Utterly exhausted in mind and body, Mrs. Wyndham found comfort in the soft voice and loving arms. She drooped her head on the pink gingham shoulder of the tall girl, and let herself be carried away to her chamber as if she had been a child.
Jessamy turned to Mr. Hurd. "You will not mind if we received the news rather badly," she said. "We shall all do our parts when we have learned them. It—it—came rather suddenly, you see." Evidently Jessamy was going to be the princess her cousin called her, and meet misfortune proudly.
"You dear child," said the lawyer, his eyes softening and dimming as he looked in the pretty face, blanched white, and noted the lines holding the soft lips grimly set to keep them from quivering. "You are little heroines—you and Phyllis. Don't try to be too brave; it is better to cry, and then wipe away the tears to see what is to be done after the shipwreck."
"There is only one thing I want to ask you now, Mr. Hurd; then, perhaps, we would better not talk any more to-day: What are we likely to have to live on if we sell our things?" asked Jessamy.

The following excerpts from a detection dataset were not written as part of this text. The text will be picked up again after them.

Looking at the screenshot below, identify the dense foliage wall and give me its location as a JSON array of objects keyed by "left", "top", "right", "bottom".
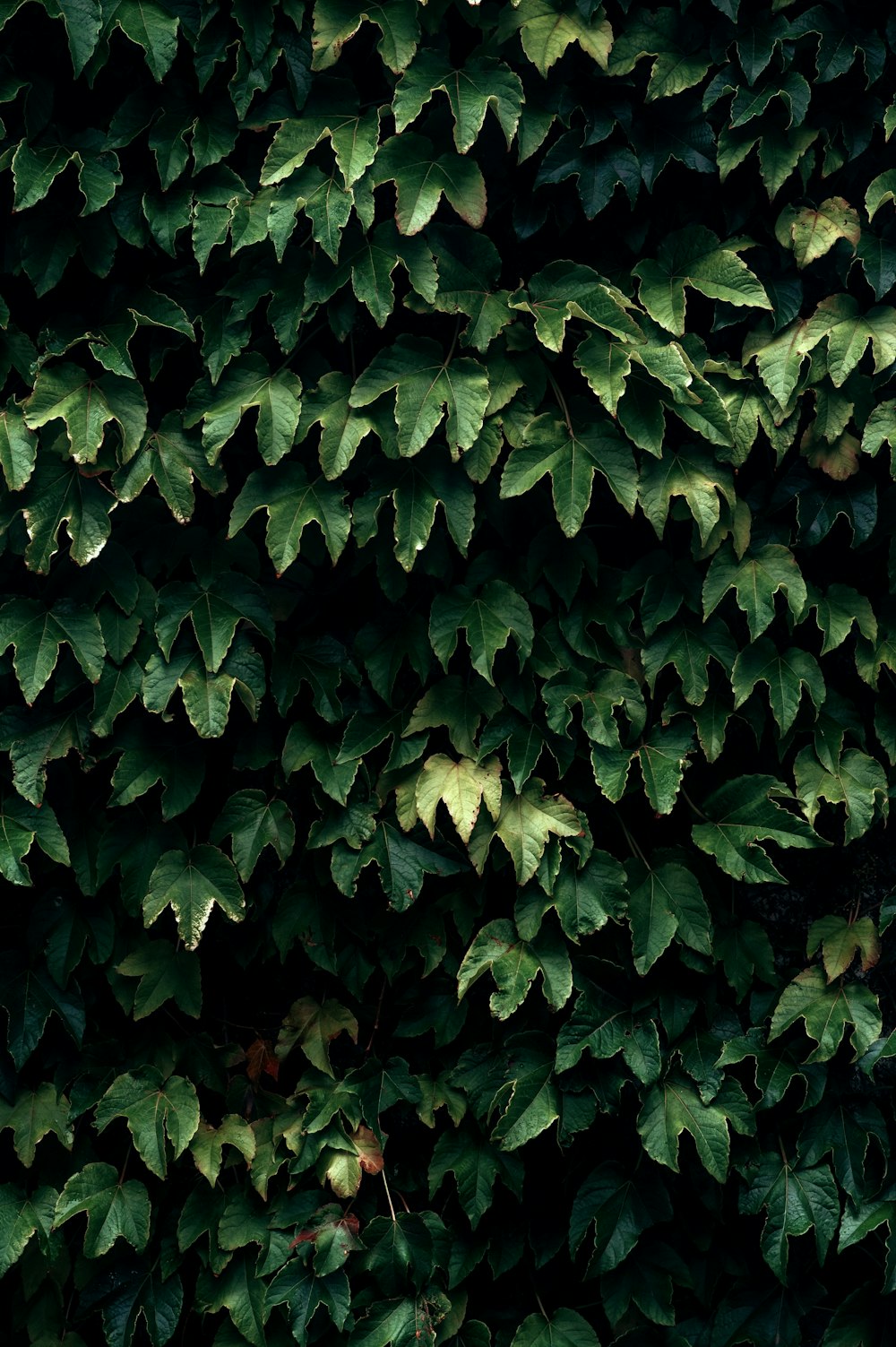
[{"left": 0, "top": 0, "right": 896, "bottom": 1347}]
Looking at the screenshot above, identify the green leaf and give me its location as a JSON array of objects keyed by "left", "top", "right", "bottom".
[
  {"left": 275, "top": 997, "right": 358, "bottom": 1076},
  {"left": 732, "top": 635, "right": 826, "bottom": 738},
  {"left": 637, "top": 1074, "right": 752, "bottom": 1183},
  {"left": 479, "top": 776, "right": 582, "bottom": 884},
  {"left": 142, "top": 844, "right": 246, "bottom": 950},
  {"left": 501, "top": 412, "right": 637, "bottom": 538},
  {"left": 349, "top": 337, "right": 489, "bottom": 457},
  {"left": 626, "top": 862, "right": 712, "bottom": 975},
  {"left": 102, "top": 1264, "right": 184, "bottom": 1347},
  {"left": 113, "top": 412, "right": 227, "bottom": 524},
  {"left": 634, "top": 225, "right": 772, "bottom": 337},
  {"left": 371, "top": 131, "right": 485, "bottom": 235},
  {"left": 23, "top": 455, "right": 116, "bottom": 575},
  {"left": 740, "top": 1153, "right": 840, "bottom": 1282},
  {"left": 639, "top": 448, "right": 737, "bottom": 547},
  {"left": 806, "top": 915, "right": 880, "bottom": 982},
  {"left": 392, "top": 51, "right": 524, "bottom": 155},
  {"left": 768, "top": 964, "right": 883, "bottom": 1061},
  {"left": 794, "top": 747, "right": 889, "bottom": 843},
  {"left": 190, "top": 1112, "right": 256, "bottom": 1187},
  {"left": 691, "top": 776, "right": 824, "bottom": 884},
  {"left": 0, "top": 1183, "right": 49, "bottom": 1277},
  {"left": 260, "top": 102, "right": 380, "bottom": 187},
  {"left": 0, "top": 956, "right": 86, "bottom": 1071},
  {"left": 457, "top": 918, "right": 573, "bottom": 1020},
  {"left": 415, "top": 753, "right": 501, "bottom": 842},
  {"left": 107, "top": 0, "right": 179, "bottom": 83},
  {"left": 0, "top": 791, "right": 72, "bottom": 884},
  {"left": 94, "top": 1066, "right": 200, "bottom": 1179},
  {"left": 497, "top": 0, "right": 613, "bottom": 77},
  {"left": 431, "top": 581, "right": 535, "bottom": 683},
  {"left": 228, "top": 463, "right": 350, "bottom": 575},
  {"left": 209, "top": 790, "right": 295, "bottom": 884},
  {"left": 0, "top": 598, "right": 105, "bottom": 704},
  {"left": 54, "top": 1164, "right": 150, "bottom": 1258},
  {"left": 116, "top": 940, "right": 202, "bottom": 1020},
  {"left": 23, "top": 361, "right": 147, "bottom": 463},
  {"left": 508, "top": 262, "right": 644, "bottom": 351},
  {"left": 556, "top": 988, "right": 661, "bottom": 1083},
  {"left": 703, "top": 543, "right": 806, "bottom": 641},
  {"left": 428, "top": 1127, "right": 522, "bottom": 1230},
  {"left": 311, "top": 0, "right": 420, "bottom": 74},
  {"left": 0, "top": 402, "right": 38, "bottom": 492},
  {"left": 184, "top": 354, "right": 302, "bottom": 463},
  {"left": 0, "top": 1080, "right": 74, "bottom": 1170}
]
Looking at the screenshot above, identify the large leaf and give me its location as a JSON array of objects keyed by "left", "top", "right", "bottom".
[
  {"left": 54, "top": 1164, "right": 150, "bottom": 1258},
  {"left": 349, "top": 337, "right": 489, "bottom": 455},
  {"left": 142, "top": 844, "right": 246, "bottom": 950},
  {"left": 691, "top": 776, "right": 824, "bottom": 884},
  {"left": 741, "top": 1152, "right": 840, "bottom": 1282},
  {"left": 634, "top": 225, "right": 772, "bottom": 337},
  {"left": 94, "top": 1066, "right": 200, "bottom": 1179}
]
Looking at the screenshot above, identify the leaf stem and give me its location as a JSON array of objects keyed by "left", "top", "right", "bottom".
[
  {"left": 545, "top": 365, "right": 573, "bottom": 439},
  {"left": 380, "top": 1167, "right": 399, "bottom": 1226}
]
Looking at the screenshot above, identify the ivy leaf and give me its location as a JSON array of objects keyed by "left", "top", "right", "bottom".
[
  {"left": 431, "top": 581, "right": 535, "bottom": 685},
  {"left": 371, "top": 131, "right": 485, "bottom": 235},
  {"left": 501, "top": 412, "right": 637, "bottom": 538},
  {"left": 415, "top": 753, "right": 501, "bottom": 842},
  {"left": 806, "top": 915, "right": 880, "bottom": 982},
  {"left": 349, "top": 337, "right": 489, "bottom": 457},
  {"left": 0, "top": 1080, "right": 74, "bottom": 1170},
  {"left": 0, "top": 786, "right": 72, "bottom": 885},
  {"left": 275, "top": 997, "right": 358, "bottom": 1076},
  {"left": 492, "top": 1033, "right": 559, "bottom": 1151},
  {"left": 768, "top": 964, "right": 883, "bottom": 1063},
  {"left": 113, "top": 412, "right": 227, "bottom": 524},
  {"left": 102, "top": 1262, "right": 184, "bottom": 1347},
  {"left": 642, "top": 614, "right": 737, "bottom": 711},
  {"left": 23, "top": 455, "right": 116, "bottom": 575},
  {"left": 190, "top": 1112, "right": 256, "bottom": 1187},
  {"left": 637, "top": 1072, "right": 751, "bottom": 1183},
  {"left": 0, "top": 1183, "right": 50, "bottom": 1277},
  {"left": 392, "top": 51, "right": 522, "bottom": 155},
  {"left": 732, "top": 635, "right": 826, "bottom": 738},
  {"left": 740, "top": 1147, "right": 840, "bottom": 1282},
  {"left": 54, "top": 1164, "right": 150, "bottom": 1258},
  {"left": 260, "top": 102, "right": 380, "bottom": 188},
  {"left": 703, "top": 543, "right": 807, "bottom": 641},
  {"left": 639, "top": 448, "right": 737, "bottom": 547},
  {"left": 556, "top": 988, "right": 661, "bottom": 1088},
  {"left": 228, "top": 463, "right": 351, "bottom": 576},
  {"left": 626, "top": 862, "right": 712, "bottom": 977},
  {"left": 116, "top": 940, "right": 202, "bottom": 1020},
  {"left": 478, "top": 776, "right": 582, "bottom": 884},
  {"left": 209, "top": 790, "right": 295, "bottom": 884},
  {"left": 311, "top": 0, "right": 420, "bottom": 74},
  {"left": 691, "top": 776, "right": 824, "bottom": 884},
  {"left": 0, "top": 598, "right": 105, "bottom": 706},
  {"left": 794, "top": 747, "right": 889, "bottom": 843},
  {"left": 428, "top": 1129, "right": 522, "bottom": 1230},
  {"left": 457, "top": 918, "right": 573, "bottom": 1020},
  {"left": 634, "top": 225, "right": 772, "bottom": 337},
  {"left": 184, "top": 354, "right": 302, "bottom": 463},
  {"left": 497, "top": 0, "right": 613, "bottom": 77},
  {"left": 508, "top": 262, "right": 644, "bottom": 351},
  {"left": 775, "top": 196, "right": 870, "bottom": 268},
  {"left": 142, "top": 844, "right": 246, "bottom": 950},
  {"left": 23, "top": 361, "right": 147, "bottom": 463},
  {"left": 94, "top": 1066, "right": 200, "bottom": 1179}
]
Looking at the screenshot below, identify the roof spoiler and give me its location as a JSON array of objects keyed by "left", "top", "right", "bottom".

"You know it is guesswork; no one can more than approximate the result of sales," answered Mr. Hurd. "Your father knew good pictures, and there are many of considerable value here, but summer is no time to offer them. I should say you were likely to have returns of about thirty thousand dollars, which, if I invest it at six per cent., will give you nearly two thousand a year. Now, good-by, my dears, for this morning. Try not to grieve; no one knows what is best for him in this curious world, and the day may come when you will be grateful for this change of fortune. People are usually better and stronger for trying their mettle as well as their muscle. God bless you."
Jessamy did not attempt to answer. Mr. Hurd laid his hand gently on each head, and went away.
Left to themselves, Jessamy and Phyllis looked at each other and around the pretty room, with the couch still strewn with the samples for their dancing-gowns; the books, pictures, ornaments they had bought scattered everywhere. With a sudden rush of memory, they saw themselves little children, playing about their kind father—for he had been father to them both—in that very room, and with equal clearness saw the years before them in which this beautiful home had no being, but, instead, privations more awful to their imaginations because they had no clue to their actual meaning.
The necessity for self-restraint being removed, with a common impulse Jessamy and Phyllis turned, and, throwing their arms around each other, burst into passionate weeping—the despairing weeping of youth which has not yet learned that nothing on earth is final.
Bab stirred uneasily and sat up on the floor, wiping her own eyes and trying to smile. "Don't cry like that, girls; please don't," she said. "It doesn't matter so much about me, because I always go off one way or the other, but I can't stand it if you are wretched." She gathered herself up, and went slowly over to the others. "We're young and beautiful," she said, "and we have some few brains; we'll make another fortune for ourselves. I think, perhaps, I'll marry an oil man with millions. Smile—for mercy's sake smile—Jess and Phyl!"